Massachusetts-based KnipBio said in a press release that the agreement gives it the exclusive right to use the research conducted on poly-?-hydroxybutyrate (PHB) by Ghent University’s Laboratory of Microbial Ecology and Technology.
It said PHB is a powerful bacterial storage polymer of short chain fatty acids that can boost the natural gut micro-biome of fish. It works as an anti-microbial agent and “can be a key additive in KnipBio’s premium alternative aquafeed, KnipBio Meal”.
Longer to grow
KnipBio chief executive Larry Feinberg said numerous feed studies had shown that fish given a diet high in soy protein, increasingly used to replace fishmeal, take longer to grow and require more feed than fish given a low-soy diet.
“Additionally, a number of fish species are more susceptible to diseases like intestinal inflammations (enteritis) when fed a high-soy diet. These inflammations can adversely affect the immune system and disrupt the microbiome living in the fish’s digestion tract.

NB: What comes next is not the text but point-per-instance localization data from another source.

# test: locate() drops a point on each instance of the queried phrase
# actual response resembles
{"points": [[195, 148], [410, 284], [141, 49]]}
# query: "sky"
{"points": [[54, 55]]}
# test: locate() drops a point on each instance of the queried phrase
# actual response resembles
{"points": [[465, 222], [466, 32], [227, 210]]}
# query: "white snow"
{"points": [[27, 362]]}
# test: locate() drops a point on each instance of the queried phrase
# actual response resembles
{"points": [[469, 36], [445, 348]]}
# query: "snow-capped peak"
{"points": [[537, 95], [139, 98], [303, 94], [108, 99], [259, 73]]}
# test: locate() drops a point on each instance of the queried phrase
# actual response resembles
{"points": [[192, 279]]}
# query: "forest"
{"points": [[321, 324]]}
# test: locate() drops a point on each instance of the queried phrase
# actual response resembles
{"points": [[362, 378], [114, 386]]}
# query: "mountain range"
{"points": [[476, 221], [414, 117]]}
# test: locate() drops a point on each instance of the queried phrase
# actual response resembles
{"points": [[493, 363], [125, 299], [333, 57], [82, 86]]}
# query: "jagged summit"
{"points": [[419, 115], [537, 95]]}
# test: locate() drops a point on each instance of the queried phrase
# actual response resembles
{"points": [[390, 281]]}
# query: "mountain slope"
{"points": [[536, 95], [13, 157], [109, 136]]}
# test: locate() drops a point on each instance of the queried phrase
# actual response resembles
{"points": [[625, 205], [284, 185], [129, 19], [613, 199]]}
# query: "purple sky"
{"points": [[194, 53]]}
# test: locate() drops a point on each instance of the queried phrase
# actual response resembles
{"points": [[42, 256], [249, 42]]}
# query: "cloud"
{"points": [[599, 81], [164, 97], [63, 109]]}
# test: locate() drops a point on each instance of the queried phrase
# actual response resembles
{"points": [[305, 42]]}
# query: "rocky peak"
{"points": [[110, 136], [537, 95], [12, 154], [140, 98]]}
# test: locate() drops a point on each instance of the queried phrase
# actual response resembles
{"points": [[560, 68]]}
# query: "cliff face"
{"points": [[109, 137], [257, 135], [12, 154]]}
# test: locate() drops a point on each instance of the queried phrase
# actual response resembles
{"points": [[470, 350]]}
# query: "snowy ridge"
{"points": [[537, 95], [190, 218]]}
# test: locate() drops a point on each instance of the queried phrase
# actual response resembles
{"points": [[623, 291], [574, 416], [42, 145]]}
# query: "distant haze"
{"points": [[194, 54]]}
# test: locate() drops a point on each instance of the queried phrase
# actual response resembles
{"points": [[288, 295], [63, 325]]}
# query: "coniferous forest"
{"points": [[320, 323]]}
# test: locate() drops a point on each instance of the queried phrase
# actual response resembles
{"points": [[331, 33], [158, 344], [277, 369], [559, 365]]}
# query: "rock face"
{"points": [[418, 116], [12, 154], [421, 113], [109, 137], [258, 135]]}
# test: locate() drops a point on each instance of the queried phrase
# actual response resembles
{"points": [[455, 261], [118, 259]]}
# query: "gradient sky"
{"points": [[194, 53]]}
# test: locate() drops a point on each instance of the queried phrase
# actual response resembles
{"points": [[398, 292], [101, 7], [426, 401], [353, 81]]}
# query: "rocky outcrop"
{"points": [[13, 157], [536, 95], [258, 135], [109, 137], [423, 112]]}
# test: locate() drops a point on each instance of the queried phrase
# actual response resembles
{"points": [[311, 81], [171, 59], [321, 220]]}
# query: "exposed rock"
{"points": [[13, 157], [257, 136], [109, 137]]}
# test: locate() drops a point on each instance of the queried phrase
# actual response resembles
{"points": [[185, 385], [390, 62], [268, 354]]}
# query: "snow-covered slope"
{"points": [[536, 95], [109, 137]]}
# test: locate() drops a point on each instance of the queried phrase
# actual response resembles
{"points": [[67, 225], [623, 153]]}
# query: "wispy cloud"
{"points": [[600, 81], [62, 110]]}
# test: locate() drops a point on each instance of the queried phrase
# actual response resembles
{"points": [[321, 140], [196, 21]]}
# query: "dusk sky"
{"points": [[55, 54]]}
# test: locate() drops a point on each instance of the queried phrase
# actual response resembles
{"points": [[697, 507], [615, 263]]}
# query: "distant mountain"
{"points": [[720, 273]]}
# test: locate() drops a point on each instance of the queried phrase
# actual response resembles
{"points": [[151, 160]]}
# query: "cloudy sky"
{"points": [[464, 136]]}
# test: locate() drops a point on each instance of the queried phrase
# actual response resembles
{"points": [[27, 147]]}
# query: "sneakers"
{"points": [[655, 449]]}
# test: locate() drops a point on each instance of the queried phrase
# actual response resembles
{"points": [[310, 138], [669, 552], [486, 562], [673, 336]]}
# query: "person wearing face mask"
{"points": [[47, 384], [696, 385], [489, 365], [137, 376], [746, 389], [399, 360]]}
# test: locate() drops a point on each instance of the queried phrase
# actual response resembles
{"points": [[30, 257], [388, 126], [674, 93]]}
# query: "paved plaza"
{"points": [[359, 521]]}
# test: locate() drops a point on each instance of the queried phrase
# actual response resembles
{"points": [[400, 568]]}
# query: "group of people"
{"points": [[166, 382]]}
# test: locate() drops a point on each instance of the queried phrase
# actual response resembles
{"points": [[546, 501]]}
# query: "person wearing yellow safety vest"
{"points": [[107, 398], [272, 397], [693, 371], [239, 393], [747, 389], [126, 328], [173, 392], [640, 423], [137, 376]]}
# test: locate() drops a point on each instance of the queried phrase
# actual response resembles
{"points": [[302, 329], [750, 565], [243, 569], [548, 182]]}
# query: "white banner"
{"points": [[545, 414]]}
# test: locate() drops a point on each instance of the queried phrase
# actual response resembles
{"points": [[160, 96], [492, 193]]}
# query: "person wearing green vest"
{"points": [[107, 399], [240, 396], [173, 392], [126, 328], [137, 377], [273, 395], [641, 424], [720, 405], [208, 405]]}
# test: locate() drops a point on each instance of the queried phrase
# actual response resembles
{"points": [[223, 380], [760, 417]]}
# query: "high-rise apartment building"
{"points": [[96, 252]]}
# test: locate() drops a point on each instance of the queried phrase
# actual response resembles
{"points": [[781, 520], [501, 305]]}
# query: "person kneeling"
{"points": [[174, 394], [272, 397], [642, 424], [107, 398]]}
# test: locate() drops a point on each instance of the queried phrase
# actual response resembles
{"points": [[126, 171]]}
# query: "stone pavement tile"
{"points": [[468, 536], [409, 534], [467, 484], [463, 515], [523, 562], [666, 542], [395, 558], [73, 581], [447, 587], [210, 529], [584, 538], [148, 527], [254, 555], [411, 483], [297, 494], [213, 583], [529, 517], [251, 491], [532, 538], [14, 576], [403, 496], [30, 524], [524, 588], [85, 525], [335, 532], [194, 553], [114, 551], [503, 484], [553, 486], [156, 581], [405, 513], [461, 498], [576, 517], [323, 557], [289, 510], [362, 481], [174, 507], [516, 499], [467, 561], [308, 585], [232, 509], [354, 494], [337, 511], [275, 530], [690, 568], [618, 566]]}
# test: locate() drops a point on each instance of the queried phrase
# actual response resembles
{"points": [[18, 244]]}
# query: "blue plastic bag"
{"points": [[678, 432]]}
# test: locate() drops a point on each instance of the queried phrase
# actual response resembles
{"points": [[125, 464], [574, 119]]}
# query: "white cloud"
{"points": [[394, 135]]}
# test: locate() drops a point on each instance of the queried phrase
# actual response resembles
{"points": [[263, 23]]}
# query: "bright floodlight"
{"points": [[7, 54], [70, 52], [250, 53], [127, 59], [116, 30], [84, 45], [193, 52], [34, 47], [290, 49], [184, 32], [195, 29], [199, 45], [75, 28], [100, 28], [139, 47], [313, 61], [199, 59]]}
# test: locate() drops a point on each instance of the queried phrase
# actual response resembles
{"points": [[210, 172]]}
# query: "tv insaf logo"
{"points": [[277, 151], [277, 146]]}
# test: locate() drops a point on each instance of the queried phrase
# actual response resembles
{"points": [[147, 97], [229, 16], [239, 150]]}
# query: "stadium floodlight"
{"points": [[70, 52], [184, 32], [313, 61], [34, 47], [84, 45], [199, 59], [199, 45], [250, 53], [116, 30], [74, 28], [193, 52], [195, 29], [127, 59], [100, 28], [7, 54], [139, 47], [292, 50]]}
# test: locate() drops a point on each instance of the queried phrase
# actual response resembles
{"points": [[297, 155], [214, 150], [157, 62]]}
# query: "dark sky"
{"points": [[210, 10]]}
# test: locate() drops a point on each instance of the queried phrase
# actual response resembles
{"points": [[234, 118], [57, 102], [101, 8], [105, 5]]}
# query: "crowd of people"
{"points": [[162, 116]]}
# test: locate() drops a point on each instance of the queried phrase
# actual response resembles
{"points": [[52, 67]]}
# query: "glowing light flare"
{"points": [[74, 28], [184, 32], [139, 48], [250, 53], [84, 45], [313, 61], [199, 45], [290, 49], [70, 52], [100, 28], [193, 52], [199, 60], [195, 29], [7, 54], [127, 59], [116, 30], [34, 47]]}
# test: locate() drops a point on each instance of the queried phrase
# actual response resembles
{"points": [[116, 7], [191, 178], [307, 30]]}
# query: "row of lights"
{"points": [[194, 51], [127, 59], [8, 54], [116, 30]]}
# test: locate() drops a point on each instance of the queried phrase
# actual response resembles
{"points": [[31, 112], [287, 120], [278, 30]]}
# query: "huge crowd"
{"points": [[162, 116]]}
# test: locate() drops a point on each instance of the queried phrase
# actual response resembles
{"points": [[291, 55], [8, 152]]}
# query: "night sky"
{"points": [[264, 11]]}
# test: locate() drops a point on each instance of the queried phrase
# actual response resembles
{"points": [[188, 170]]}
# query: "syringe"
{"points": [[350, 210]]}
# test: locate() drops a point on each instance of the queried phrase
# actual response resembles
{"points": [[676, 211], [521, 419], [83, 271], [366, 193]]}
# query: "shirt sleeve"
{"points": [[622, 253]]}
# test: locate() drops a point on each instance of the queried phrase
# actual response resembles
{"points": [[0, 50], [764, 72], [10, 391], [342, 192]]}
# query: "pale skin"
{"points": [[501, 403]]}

These imbalances can in turn provide a pathway for the introduction of harmful bacteria leading to diseases such as vibriosis and other related complications,” said Feinberg.
Combat disease through nutrition
He continued: “KnipBio’s goal is to promote a more responsible way to combat disease through healthier nutrition. Our work led us to the efforts of Professor Dr. Van De Wiele and Dr. Defoirdt of Ghent University, a research group that did much to pioneer the use of prebiotics as an immunostimulant in aquaculture and other animal feeds.”
Professor Dr Benedikt Sas, chief business officer for the University of Ghent’s Centre of Expertise Food2Know, said: “Our prebiotics research and technology have been more than a decade in the making. KnipBio is an excellent industrial partner for the valorisation of this work. We are delighted to partner with KnipBio because they are in a strong position to advance single cell proteins and immunostimulants in aquaculture and related animal health fields.”
KnipBio uses biotechnology to develop a range of single cell protein products from non-food feedstocks. Its protein comes from a natural leaf symbiont, Methylobacterium extorquens.